Wednesday, 6 March 2013

A very uncivil war

I expect English schoolchildren don't learn much about the American Civil War.

In Canada it features in the High School curriculum. The take-away message was that the Southerners were the baddies - all pro-slavery and generally evil. Lincoln was a god among Presidents, saviour of the downtrodden, defender individual rights.

The reality, as I've realised over the years, was rather different. Slavery was a worldwide problem, and in most places it passed away peacefully. The USA and Haiti were the notable exceptions. Did abolition really justify total war?

It seems that freeing slaves was not Lincoln's primary concern. Here are his own words, from a letter to Horace Greeley (August 22, 1862):

If I could save the Union without freeing any slave I would do it, and if I could save it by freeing all the slaves I would do it; and if I could save it by freeing some and leaving others alone I would also do that. What I do about slavery, and the colored race, I do because I believe it helps to save the Union; and what I forbear, I forbear because I do not believe it would help to save the Union.

This position is borne out by his choice of allies: Delaware, Kentucky, Maryland, and Missouri were slave states. He did not seek to expel them from the Union, nor to abolish slavery within their borders. The Emancipation Proclamation did not apply to the 'border states'.

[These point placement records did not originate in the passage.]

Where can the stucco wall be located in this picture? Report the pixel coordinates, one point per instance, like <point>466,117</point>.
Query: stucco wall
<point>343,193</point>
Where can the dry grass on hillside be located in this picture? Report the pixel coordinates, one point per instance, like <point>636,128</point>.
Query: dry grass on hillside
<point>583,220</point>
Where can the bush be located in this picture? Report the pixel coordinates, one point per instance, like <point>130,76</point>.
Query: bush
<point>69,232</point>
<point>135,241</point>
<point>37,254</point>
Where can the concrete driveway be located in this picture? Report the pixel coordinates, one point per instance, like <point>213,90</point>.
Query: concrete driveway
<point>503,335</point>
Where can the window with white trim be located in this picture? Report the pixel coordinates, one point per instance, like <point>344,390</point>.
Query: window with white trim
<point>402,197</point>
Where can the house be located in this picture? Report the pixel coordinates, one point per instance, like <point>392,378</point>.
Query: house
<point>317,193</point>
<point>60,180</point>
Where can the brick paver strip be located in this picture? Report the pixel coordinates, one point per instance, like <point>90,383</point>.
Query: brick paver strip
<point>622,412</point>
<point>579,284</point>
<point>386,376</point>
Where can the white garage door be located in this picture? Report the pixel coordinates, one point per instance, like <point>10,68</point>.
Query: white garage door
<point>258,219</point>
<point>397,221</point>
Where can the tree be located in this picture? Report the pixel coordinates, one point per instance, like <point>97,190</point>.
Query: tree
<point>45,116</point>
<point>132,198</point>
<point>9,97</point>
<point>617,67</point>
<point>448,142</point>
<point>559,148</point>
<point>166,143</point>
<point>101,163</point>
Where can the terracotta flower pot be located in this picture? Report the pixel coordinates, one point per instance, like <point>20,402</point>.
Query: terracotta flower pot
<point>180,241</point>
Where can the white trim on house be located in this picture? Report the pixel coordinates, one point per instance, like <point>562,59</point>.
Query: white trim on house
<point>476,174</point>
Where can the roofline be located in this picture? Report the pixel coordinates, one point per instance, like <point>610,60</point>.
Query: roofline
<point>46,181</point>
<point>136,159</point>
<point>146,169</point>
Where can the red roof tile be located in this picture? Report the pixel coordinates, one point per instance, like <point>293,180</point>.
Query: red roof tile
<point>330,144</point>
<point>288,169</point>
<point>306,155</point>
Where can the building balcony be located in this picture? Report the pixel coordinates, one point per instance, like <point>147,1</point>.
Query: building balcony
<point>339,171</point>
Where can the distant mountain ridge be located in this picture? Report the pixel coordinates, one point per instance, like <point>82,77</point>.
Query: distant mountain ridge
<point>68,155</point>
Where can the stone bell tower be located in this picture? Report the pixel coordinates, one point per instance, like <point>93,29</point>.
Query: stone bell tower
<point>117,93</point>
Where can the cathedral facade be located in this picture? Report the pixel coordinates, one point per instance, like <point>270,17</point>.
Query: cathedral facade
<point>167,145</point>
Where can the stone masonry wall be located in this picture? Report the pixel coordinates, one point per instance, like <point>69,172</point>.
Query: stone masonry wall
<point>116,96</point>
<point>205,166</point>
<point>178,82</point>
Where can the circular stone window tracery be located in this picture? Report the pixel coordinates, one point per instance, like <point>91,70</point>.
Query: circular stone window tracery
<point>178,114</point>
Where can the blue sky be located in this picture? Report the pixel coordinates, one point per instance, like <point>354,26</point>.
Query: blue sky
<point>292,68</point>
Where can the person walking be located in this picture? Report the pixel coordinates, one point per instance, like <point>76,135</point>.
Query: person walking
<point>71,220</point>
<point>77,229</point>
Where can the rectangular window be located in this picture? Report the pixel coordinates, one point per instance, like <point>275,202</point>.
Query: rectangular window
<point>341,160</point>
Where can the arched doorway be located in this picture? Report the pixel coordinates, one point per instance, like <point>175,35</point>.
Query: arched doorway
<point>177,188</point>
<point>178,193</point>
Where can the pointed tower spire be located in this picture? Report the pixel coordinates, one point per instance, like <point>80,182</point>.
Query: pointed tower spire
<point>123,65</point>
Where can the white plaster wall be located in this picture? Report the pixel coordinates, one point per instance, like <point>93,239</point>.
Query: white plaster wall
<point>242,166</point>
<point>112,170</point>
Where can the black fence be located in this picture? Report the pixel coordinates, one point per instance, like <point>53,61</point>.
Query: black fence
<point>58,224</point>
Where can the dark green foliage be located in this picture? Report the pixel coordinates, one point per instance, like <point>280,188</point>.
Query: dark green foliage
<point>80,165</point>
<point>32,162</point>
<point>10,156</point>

A recent article from Mises.org made some points that were new to me (emphasis mine):

The moral grandeur of Lincoln is rooted in the myth that he made a war on the South to abolish slavery. This is, at most, a Platonic noble lie designed to legitimate the Unionist regime. Lincoln thought that slavery was immoral, but so did Robert E. Lee. And Lee, at his own expense, freed the slaves he had inherited, through marriage, from the family of George Washington. Only around fifteen percent of southerners even owned slaves, and the great majority of these had holdings of one to six. Jefferson Davis was an enlightened slave holder who said that once the Confederacy gained its independence, it would mean the end of slavery. The Confederate Cabinet agreed to abolish slavery within five years after the cessation of hostilities in exchange for recognition by Britain and France.

There is much more to be said here, and I will return to this subject when I have time.